Furthermore, the Court of Appeal held that for AstraZeneca to meet its burden of proving utility, it has to adduce evidence at a “higher burden”, which corresponds to proof on the balance of probabilities. This burden cannot be met by reference in the patent to a relatively non-descriptive statement, as was accepted by the trial judge.
In its assessment, the Court of Appeal held that the application judge erred in law with respect to the type of evidence that had to be adduced by Pharmascience in order to put its allegations into play, and the legal standard AstraZeneca was required to meet to prove that its invention was useful.
Due to these errors, the Court of Appeal found that the application judge did not properly construe the evidence that Pharmascience had to put forward to put its allegation of lack of utility into play and further failed to assess whether AstraZeneca showed, on the correct standard of “balance of probabilities”, that Pharmascience’s allegations of lack of utility were not justified. The Court of Appeal accordingly undertook to do this analysis as at first instance.
Pharmascience’s expert criticized AstraZeneca’s test results aimed at proving utility of the invention in the ‘531 Patent, given that the applicable protocol did not indicate the number of samples tested and the number of studies conducted for each type of HPMC were not known. He also criticized the validity of the statistical test results as being insufficient, in and of themselves, to prove that the release of omeprazole is directly and consistently related to the cloud point of the batch of low viscosity HPMC used in the formulation of an oral dosage form of omeprazole. The Court considered these comments as sufficient to put the allegation of lack of utility “into play”.

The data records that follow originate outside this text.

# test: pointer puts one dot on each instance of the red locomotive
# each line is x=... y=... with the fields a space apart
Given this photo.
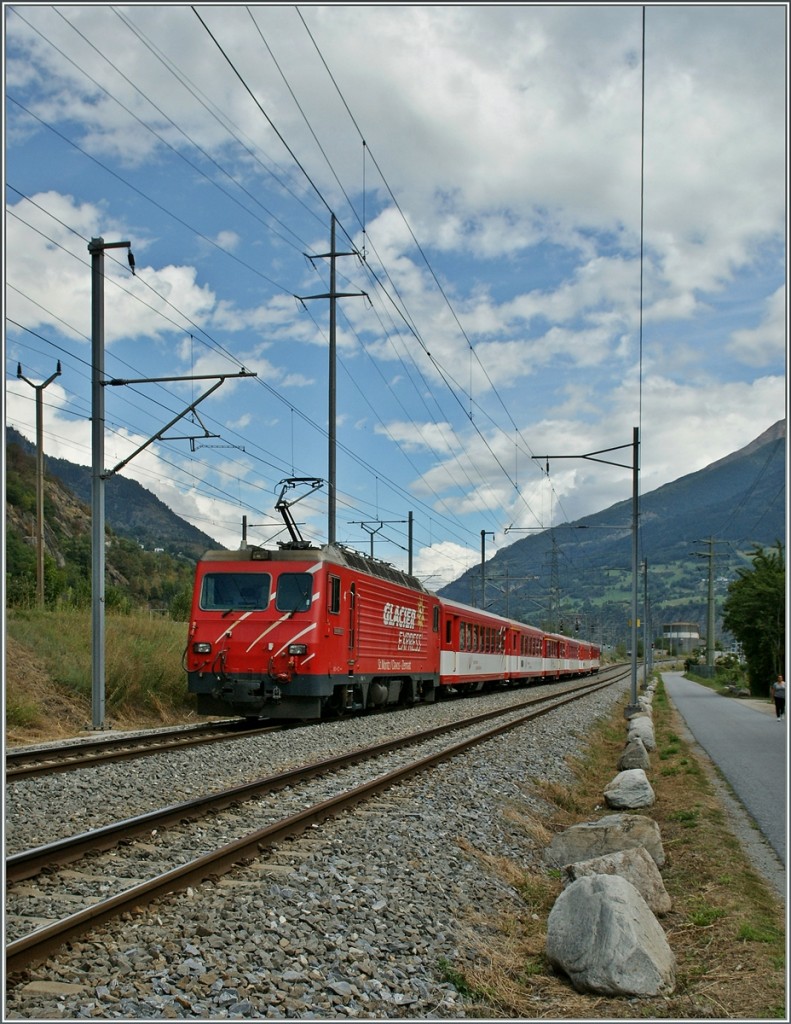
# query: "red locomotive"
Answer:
x=307 y=632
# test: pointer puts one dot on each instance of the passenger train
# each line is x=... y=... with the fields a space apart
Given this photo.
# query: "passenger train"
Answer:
x=307 y=632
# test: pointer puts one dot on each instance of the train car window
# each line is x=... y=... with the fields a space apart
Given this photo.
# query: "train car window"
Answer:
x=334 y=598
x=351 y=619
x=223 y=591
x=294 y=591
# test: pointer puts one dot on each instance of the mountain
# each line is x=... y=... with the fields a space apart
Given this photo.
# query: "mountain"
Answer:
x=580 y=572
x=576 y=573
x=130 y=510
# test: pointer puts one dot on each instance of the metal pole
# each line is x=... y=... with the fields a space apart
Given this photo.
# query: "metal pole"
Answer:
x=635 y=463
x=483 y=565
x=710 y=625
x=409 y=528
x=96 y=248
x=39 y=389
x=332 y=399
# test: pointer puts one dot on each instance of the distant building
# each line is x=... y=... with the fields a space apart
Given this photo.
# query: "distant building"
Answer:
x=681 y=637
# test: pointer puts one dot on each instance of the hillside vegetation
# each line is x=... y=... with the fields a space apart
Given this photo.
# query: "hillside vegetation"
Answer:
x=159 y=581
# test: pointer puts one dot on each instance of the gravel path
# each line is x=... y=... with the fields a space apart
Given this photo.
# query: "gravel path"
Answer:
x=351 y=920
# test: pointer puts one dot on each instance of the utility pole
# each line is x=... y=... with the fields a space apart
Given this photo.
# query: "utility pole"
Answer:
x=332 y=295
x=96 y=249
x=635 y=518
x=39 y=389
x=710 y=606
x=484 y=535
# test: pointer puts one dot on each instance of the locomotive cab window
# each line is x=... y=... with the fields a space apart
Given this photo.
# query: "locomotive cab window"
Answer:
x=294 y=591
x=334 y=598
x=221 y=591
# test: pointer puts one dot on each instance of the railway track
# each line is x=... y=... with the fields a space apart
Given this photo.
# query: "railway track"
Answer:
x=27 y=763
x=108 y=881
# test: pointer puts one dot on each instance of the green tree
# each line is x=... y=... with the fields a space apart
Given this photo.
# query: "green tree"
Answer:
x=755 y=612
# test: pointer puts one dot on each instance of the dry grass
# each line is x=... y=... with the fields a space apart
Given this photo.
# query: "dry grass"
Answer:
x=726 y=927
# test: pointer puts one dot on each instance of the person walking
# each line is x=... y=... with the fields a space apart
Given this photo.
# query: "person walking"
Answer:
x=779 y=694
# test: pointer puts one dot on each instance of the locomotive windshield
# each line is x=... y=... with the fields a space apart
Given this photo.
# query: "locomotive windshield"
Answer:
x=221 y=591
x=294 y=592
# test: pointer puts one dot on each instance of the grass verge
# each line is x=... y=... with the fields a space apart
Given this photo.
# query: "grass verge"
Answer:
x=48 y=672
x=726 y=927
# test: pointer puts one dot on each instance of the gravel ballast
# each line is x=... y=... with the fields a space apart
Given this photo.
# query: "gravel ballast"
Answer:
x=354 y=919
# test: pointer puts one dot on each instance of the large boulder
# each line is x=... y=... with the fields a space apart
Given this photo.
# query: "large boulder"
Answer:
x=592 y=839
x=635 y=865
x=630 y=788
x=634 y=756
x=642 y=726
x=604 y=936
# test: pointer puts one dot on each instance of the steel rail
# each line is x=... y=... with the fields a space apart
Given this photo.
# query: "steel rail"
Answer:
x=27 y=863
x=43 y=762
x=38 y=944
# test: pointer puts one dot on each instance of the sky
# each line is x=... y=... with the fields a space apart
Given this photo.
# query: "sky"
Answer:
x=544 y=242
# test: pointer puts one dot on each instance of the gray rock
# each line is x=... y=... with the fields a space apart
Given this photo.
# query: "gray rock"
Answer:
x=634 y=756
x=635 y=865
x=602 y=935
x=642 y=726
x=593 y=839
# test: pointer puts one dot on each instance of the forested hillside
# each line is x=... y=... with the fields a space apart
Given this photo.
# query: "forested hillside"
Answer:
x=135 y=578
x=579 y=573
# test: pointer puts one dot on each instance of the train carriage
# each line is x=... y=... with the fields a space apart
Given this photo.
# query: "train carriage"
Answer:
x=307 y=632
x=473 y=647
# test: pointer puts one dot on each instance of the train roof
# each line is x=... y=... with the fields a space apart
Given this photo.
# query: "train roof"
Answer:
x=334 y=553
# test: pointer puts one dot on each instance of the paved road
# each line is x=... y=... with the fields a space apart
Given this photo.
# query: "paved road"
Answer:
x=747 y=744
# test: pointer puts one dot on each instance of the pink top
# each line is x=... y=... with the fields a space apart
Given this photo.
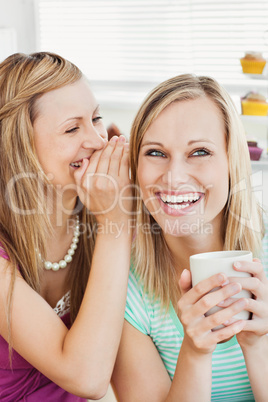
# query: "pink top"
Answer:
x=24 y=382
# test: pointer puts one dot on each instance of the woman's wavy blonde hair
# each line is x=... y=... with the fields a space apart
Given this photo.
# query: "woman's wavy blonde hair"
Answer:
x=242 y=225
x=24 y=219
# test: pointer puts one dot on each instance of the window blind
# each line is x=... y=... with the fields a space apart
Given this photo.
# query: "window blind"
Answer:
x=144 y=42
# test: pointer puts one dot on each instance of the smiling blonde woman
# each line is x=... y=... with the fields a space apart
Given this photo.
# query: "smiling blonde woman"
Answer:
x=63 y=283
x=193 y=195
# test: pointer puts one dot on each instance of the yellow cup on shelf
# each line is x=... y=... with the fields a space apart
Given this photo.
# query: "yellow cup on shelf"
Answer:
x=252 y=66
x=254 y=108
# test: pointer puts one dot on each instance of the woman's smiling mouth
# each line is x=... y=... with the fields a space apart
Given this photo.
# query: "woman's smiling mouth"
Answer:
x=78 y=163
x=174 y=202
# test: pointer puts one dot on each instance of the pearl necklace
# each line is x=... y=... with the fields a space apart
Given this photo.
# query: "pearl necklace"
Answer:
x=55 y=266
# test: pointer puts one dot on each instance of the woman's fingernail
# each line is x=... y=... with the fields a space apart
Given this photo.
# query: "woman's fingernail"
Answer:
x=237 y=264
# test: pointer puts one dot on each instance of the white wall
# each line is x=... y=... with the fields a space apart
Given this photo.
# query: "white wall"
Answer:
x=19 y=14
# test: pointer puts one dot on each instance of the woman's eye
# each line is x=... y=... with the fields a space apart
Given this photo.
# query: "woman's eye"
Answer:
x=96 y=119
x=72 y=130
x=201 y=152
x=154 y=152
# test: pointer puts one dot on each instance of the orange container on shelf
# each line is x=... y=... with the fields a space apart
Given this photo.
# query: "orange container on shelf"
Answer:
x=253 y=63
x=254 y=108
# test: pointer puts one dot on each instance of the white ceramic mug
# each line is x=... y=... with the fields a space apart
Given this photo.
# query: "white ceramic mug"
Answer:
x=204 y=265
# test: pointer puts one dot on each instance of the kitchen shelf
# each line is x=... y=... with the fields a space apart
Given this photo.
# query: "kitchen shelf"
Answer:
x=262 y=163
x=263 y=120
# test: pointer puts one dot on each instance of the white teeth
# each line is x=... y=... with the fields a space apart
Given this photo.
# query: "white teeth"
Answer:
x=76 y=164
x=175 y=199
x=178 y=206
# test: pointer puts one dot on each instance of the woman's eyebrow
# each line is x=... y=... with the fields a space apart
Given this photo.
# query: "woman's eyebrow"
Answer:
x=152 y=143
x=200 y=140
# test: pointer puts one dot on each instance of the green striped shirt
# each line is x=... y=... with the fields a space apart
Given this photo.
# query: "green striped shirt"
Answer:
x=229 y=374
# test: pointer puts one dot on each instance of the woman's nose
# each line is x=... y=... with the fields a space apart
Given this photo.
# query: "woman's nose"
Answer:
x=176 y=174
x=95 y=139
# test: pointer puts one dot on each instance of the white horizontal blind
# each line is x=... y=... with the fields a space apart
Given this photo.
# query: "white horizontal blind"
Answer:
x=145 y=41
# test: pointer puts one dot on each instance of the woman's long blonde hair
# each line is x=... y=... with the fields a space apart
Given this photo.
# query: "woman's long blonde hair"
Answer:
x=242 y=226
x=24 y=220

AstraZeneca’s expert’s evidence was considered by the Court of Appeal as non-responsive to the real issue raised by Pharmascience’s expert. The expert was unable to state how many samples were tested and what the individual results were. It was therefore impossible for the Court to assess the significance of these results. Without being able to assess the results, the Court held it was impossible to determine whether the experiments actually proved that which the inventors claimed they proved.
Since the patent did not provide that information and no expert supplied it, the Court concluded that there was no evidence before the Court capable of establishing that low viscosity HPMC with a cloud point equal to or higher than that described in the ‘531 patent will consistently result in release rates in excess of the regulatory standard, as promised by the invention. The Court of Appeal thus concluded that AstraZeneca had not satisfied the onus of showing on a balance of probabilities that Pharmascience’s allegations of invalidity were not justified.